Tarafların bir tarafın vatandaşlarının başka tarafın topraklarına kimlik kartı ile seyahat etmelerine dair kabul edilen mutabakattan duydukları memnuniyetin tabir edildiği beyanname şu sözlerle sonlandı:

* Kelam konusu muahedenin halklarımız içindeki yakınlık ve beşerler içindeki alakalar açısından müstesna ehemmiyetini tabir ederek, bir tarafın vatandaşlarının öteki tarafın topraklarında ikamet etme hakkı elde etmelerini mütekabiliyet unsuruna dayalı olarak kolaylaştırmak için gerekli çalışmaların yapılmasını takdir ederler.

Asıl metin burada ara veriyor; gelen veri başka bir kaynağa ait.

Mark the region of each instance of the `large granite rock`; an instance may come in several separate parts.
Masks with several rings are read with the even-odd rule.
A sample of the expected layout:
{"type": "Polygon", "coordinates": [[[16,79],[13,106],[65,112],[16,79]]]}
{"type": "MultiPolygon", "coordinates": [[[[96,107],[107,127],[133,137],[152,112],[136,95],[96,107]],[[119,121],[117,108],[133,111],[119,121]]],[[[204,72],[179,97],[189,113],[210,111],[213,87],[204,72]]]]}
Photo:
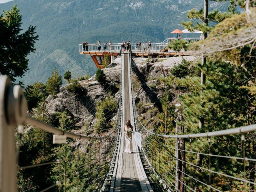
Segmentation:
{"type": "MultiPolygon", "coordinates": [[[[60,88],[60,93],[54,98],[49,96],[46,100],[46,109],[52,118],[55,118],[56,112],[66,111],[70,118],[76,119],[75,126],[82,127],[86,122],[90,122],[91,128],[95,122],[96,102],[106,97],[108,88],[120,84],[120,58],[116,59],[108,67],[102,70],[107,81],[104,87],[95,80],[94,75],[88,80],[79,82],[84,90],[82,94],[78,95],[68,91],[66,88],[68,85],[66,85],[60,88]]],[[[119,92],[114,94],[115,99],[119,101],[119,92]]]]}
{"type": "MultiPolygon", "coordinates": [[[[133,68],[134,75],[137,76],[141,86],[134,90],[134,96],[137,102],[159,103],[159,98],[164,93],[164,85],[156,78],[166,77],[170,70],[181,63],[182,59],[192,61],[197,59],[192,56],[183,57],[160,58],[156,62],[151,62],[144,58],[134,58],[133,68]]],[[[159,104],[160,105],[160,104],[159,104]]]]}

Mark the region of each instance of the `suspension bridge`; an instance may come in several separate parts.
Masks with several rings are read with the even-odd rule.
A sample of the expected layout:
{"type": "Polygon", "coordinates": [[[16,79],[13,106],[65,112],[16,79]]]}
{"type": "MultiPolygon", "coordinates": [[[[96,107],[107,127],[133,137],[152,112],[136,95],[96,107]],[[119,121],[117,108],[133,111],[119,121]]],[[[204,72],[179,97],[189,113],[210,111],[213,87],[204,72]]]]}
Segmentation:
{"type": "MultiPolygon", "coordinates": [[[[252,134],[255,139],[256,125],[189,134],[182,134],[184,128],[178,125],[177,134],[175,135],[154,132],[152,128],[145,127],[142,124],[136,109],[132,77],[134,68],[132,65],[134,62],[132,61],[131,54],[122,53],[120,97],[116,125],[109,133],[100,137],[66,132],[30,117],[27,113],[26,101],[21,87],[13,86],[7,76],[0,76],[0,191],[17,191],[17,167],[20,169],[33,168],[59,163],[62,160],[57,159],[53,162],[17,167],[18,153],[16,150],[18,152],[18,148],[16,148],[15,130],[18,127],[16,134],[21,137],[23,134],[22,125],[24,123],[52,133],[55,143],[64,143],[66,138],[69,138],[78,142],[81,140],[92,141],[98,145],[100,148],[99,152],[107,154],[104,159],[100,160],[106,163],[102,166],[107,171],[92,182],[98,184],[95,191],[227,191],[216,184],[217,178],[228,182],[240,184],[242,187],[240,191],[254,191],[256,183],[255,179],[251,179],[248,176],[248,164],[252,162],[255,166],[256,159],[246,156],[248,149],[245,147],[245,144],[248,142],[246,139],[248,135],[252,134]],[[131,154],[124,152],[125,144],[122,130],[126,119],[130,119],[134,125],[134,131],[142,136],[141,148],[133,140],[131,154]],[[240,155],[212,154],[212,140],[218,137],[222,137],[222,141],[226,144],[232,142],[228,138],[238,138],[239,144],[235,147],[241,152],[240,155]],[[200,148],[193,145],[203,142],[206,142],[208,145],[207,151],[200,151],[200,148]],[[205,157],[203,163],[200,163],[197,160],[202,156],[205,157]],[[237,169],[241,169],[242,174],[230,174],[227,170],[228,167],[223,167],[222,170],[212,167],[213,161],[218,158],[230,163],[239,161],[237,169]],[[198,175],[195,171],[200,172],[201,176],[197,177],[198,175]]],[[[228,150],[227,148],[227,151],[228,150]]],[[[100,161],[97,157],[94,158],[90,159],[95,162],[100,161]]],[[[98,168],[103,169],[99,165],[98,168]]],[[[79,168],[74,177],[78,179],[88,177],[88,179],[91,173],[80,175],[79,168]]],[[[65,182],[61,180],[56,180],[56,183],[46,186],[40,191],[64,191],[62,185],[66,183],[66,180],[65,182]]],[[[79,187],[76,186],[75,190],[87,191],[79,187]]]]}

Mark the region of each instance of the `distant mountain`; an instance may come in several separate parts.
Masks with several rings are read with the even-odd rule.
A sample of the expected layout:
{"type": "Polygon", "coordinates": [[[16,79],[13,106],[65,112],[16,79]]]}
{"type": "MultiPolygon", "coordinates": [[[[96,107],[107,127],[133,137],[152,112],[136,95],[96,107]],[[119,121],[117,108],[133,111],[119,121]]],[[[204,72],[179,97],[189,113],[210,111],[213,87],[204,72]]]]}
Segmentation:
{"type": "MultiPolygon", "coordinates": [[[[210,10],[226,10],[228,3],[210,2],[210,10]]],[[[203,7],[198,0],[14,0],[0,4],[10,10],[17,4],[22,27],[36,26],[39,35],[35,53],[29,56],[26,85],[45,82],[54,67],[62,74],[93,74],[96,69],[90,57],[79,54],[78,44],[124,39],[160,42],[187,20],[187,12],[203,7]]]]}

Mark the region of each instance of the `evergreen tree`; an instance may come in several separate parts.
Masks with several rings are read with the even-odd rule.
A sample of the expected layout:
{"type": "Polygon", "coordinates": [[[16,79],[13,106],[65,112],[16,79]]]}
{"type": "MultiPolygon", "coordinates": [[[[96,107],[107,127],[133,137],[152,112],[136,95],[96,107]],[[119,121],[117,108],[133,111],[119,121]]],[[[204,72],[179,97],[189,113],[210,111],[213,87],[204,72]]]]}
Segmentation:
{"type": "Polygon", "coordinates": [[[26,57],[34,52],[38,38],[33,26],[21,33],[22,18],[16,5],[0,16],[0,74],[8,76],[13,82],[28,69],[26,57]]]}
{"type": "Polygon", "coordinates": [[[70,82],[70,80],[71,78],[71,72],[70,71],[67,71],[67,72],[64,74],[64,76],[63,77],[64,79],[68,80],[68,82],[70,82]]]}
{"type": "Polygon", "coordinates": [[[96,104],[97,121],[94,127],[96,132],[100,133],[111,128],[110,120],[116,112],[118,104],[113,97],[109,95],[102,101],[97,102],[96,104]]]}
{"type": "Polygon", "coordinates": [[[98,69],[96,71],[95,79],[102,85],[105,85],[106,82],[106,79],[103,70],[98,69]]]}
{"type": "Polygon", "coordinates": [[[52,72],[52,76],[48,78],[46,82],[46,87],[47,93],[52,96],[55,96],[60,90],[62,84],[61,76],[59,75],[59,72],[55,68],[52,72]]]}
{"type": "Polygon", "coordinates": [[[41,82],[37,82],[28,86],[25,90],[25,96],[29,110],[31,110],[37,107],[38,104],[44,101],[48,95],[46,86],[41,82]]]}
{"type": "Polygon", "coordinates": [[[102,65],[102,68],[106,68],[106,67],[107,67],[108,66],[108,65],[110,64],[110,58],[108,55],[106,55],[103,59],[101,64],[102,65]]]}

* Taraflar, gerekli devlet dayanağını sağlayarak halkları içindeki ortak kıymetlere dayalı yakın bağlantıları insani, toplumsal güvenlik, bilimsel, eğitim, sıhhat, kültür, gençlik ve spor alanlarında daha da geliştirecek ve derinleştireceklerdir. Bu emelle, iki ülkenin ilgili kurumları tarafınca ortaklaşa olarak daima faaliyetler gerçekleştirilecektir.